Shuttle skippers typically make extensive use of the smaller thrusters for the precision piloting and fine trajectory tweaks required to guide a winged orbiter to a safe docking.

Leroy Cain, chairman of NASA's Mission Management Team, said flying the shuttle solely with primary jets was "slightly more challenging."

Sturckow initiated a Rotational Pitch Maneuver just after 8 p.m. as the shuttle closed within 600 feet of the outpost. The eight-minute maneuver -- essentially a nose-over-tail backflip -- presented the underside of the orbiter to the station.

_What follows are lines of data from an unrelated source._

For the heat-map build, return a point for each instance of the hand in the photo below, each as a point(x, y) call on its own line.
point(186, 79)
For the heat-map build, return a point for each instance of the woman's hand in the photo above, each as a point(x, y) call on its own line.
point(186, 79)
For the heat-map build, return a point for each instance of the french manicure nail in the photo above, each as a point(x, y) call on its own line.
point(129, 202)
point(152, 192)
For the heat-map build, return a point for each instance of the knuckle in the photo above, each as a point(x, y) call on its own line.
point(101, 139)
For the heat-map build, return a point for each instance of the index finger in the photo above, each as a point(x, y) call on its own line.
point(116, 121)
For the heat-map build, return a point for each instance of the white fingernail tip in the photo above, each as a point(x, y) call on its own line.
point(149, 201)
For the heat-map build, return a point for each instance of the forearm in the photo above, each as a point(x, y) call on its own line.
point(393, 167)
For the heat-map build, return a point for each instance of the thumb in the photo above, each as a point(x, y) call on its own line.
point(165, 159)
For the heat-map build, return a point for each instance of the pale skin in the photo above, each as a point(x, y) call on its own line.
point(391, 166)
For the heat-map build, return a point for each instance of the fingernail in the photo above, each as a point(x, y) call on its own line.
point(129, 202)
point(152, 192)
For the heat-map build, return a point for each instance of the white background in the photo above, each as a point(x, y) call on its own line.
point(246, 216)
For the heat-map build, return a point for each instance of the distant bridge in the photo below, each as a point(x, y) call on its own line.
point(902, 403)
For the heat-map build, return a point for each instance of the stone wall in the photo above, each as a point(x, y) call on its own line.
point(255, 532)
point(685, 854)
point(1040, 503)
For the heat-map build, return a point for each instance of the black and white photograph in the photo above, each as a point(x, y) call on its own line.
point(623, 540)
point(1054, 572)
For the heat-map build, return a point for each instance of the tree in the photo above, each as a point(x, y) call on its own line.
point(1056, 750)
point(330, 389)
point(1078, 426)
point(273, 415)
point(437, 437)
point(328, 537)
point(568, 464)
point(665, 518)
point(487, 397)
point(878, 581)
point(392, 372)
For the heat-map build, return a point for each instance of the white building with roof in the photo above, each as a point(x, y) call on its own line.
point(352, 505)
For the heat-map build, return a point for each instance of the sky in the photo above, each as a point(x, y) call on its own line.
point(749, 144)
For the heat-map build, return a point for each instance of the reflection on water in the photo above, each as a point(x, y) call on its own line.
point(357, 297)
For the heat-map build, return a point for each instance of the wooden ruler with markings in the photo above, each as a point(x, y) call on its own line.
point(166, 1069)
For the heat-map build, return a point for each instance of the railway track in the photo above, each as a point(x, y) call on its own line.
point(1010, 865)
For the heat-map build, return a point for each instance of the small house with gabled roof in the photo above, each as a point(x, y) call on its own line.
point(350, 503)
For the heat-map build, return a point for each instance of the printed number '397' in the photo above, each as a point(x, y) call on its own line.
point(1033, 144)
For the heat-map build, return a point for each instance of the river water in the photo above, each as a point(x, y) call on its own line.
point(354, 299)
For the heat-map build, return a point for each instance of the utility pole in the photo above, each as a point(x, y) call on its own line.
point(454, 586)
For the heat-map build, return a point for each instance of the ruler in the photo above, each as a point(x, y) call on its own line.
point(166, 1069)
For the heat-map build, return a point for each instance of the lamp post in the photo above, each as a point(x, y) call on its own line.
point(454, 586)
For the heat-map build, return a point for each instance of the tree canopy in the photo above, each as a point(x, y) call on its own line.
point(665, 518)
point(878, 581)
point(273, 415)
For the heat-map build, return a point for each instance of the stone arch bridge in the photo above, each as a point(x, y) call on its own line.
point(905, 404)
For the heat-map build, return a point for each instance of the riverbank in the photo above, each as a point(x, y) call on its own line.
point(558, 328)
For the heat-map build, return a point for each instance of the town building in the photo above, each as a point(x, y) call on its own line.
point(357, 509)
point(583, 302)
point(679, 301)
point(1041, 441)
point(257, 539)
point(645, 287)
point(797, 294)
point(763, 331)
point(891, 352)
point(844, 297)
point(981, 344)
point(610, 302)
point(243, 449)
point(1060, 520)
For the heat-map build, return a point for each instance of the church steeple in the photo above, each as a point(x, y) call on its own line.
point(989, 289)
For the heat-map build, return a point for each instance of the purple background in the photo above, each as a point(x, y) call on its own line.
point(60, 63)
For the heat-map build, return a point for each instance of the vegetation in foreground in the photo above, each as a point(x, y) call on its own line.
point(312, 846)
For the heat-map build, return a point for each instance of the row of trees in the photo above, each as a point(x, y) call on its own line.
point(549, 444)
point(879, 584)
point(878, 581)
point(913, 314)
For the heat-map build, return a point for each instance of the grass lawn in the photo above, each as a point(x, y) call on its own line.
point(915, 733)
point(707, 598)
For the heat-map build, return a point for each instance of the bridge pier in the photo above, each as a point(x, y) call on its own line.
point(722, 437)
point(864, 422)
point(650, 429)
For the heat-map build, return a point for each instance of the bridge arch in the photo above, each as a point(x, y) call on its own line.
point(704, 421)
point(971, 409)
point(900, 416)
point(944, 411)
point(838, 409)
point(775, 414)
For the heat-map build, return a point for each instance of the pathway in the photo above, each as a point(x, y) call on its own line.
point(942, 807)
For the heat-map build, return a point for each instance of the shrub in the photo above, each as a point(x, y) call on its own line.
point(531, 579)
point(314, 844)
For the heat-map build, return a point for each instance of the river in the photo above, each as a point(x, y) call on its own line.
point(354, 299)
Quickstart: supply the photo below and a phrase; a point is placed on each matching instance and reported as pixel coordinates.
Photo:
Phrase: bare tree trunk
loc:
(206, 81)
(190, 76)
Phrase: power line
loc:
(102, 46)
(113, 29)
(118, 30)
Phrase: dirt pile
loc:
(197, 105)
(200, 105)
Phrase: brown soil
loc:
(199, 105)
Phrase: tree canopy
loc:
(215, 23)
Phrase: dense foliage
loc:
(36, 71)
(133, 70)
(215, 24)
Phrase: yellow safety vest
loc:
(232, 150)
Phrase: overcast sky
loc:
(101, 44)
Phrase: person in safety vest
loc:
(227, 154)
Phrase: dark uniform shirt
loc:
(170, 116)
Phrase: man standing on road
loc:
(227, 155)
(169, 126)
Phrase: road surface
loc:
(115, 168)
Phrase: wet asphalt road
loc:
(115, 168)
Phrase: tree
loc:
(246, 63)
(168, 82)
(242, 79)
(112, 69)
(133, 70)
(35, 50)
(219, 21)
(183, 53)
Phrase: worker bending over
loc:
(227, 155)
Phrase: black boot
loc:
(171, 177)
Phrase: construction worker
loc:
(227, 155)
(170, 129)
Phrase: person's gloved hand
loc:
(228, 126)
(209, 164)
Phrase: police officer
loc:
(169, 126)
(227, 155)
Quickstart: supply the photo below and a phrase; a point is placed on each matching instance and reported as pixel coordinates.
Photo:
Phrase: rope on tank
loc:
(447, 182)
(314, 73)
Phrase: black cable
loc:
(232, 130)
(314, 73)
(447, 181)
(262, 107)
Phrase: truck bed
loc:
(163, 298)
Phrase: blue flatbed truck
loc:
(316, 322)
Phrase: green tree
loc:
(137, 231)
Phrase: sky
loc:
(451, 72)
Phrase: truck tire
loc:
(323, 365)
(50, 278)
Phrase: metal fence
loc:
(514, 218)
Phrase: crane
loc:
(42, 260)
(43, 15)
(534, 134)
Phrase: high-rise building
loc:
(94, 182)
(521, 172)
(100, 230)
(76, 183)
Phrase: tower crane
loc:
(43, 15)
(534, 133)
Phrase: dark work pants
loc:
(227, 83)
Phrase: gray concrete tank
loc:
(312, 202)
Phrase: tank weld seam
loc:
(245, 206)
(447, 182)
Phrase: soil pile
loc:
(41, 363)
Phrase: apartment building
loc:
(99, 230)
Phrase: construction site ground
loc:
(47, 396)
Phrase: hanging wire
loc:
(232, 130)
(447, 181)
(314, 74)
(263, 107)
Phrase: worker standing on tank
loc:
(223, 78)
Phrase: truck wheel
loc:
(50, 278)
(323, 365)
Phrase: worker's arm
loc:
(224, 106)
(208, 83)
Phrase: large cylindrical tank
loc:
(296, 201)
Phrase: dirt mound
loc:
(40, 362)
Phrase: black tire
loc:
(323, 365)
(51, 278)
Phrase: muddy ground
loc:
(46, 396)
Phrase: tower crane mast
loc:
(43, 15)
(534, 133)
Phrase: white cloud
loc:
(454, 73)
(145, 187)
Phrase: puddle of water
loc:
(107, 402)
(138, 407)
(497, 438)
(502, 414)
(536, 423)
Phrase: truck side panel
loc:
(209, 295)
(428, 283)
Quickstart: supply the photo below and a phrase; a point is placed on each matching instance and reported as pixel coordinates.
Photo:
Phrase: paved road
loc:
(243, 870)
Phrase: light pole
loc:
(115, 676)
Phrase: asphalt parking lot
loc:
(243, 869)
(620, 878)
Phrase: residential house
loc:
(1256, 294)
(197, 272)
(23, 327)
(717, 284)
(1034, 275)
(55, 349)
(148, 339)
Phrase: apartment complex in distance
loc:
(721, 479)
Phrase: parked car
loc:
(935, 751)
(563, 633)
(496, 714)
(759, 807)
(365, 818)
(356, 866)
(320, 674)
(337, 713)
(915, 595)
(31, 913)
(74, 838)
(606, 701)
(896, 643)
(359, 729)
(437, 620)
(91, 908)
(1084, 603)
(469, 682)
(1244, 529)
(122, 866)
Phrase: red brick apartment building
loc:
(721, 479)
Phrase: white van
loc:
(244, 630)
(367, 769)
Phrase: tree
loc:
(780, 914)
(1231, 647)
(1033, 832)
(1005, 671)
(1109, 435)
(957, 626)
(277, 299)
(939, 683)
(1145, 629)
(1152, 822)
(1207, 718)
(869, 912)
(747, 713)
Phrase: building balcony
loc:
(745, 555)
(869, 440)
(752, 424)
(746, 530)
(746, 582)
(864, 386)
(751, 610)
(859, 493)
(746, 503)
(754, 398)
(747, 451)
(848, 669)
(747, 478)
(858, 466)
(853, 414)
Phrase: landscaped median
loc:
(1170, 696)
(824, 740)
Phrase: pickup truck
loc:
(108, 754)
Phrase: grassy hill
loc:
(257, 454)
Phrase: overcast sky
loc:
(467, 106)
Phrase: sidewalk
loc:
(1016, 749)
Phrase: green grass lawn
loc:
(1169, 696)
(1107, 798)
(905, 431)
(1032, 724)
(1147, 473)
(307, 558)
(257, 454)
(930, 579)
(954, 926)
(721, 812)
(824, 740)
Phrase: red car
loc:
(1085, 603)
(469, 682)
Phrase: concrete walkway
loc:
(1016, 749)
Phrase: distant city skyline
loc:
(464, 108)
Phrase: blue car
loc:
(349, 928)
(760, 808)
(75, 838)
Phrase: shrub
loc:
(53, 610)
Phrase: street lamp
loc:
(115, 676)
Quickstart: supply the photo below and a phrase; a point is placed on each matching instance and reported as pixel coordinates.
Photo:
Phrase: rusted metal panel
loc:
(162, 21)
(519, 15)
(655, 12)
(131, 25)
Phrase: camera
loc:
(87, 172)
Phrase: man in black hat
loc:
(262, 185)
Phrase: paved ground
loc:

Station flight engineer Michael Barratt and outpost commander Gennady Padalka took high-resolution images of the heat shield tiles in an effort to detect an damage that might endanger the shuttle crew during atmospheric reentry.

The seven shuttle astronauts will join the six people aboard the station during a hatch-opening and welcome ceremony that is scheduled to take place just before 11 p.m. tonight.

You can watch the action live here in The Flame Trench. Click the NASA TV box on the right side of the page to launch our NASA TV viewer and live coverage. Be sure to refresh this page, too, for periodic updates.

Sturckow's shuttle crew includes pilot Kevin Ford and mission specialists Patrick Forrester, Nicole Stott, Danny Olivas, Christer Fuglesang and Jose Hernandez.

Also aboard the station: Canadian astronaut Bob Thirsk, European spaceman Frank De Winne, Russian cosmonaut Roman Romanenko and U.S. astronaut Tim Kopra.

Kopra flew up on Endeavour in July and replaced Japanese astronaut Koichi Wakata. Stott will replace Kopra, who will fly back to Earth aboard Discovery after a 57-day round trip to the outpost.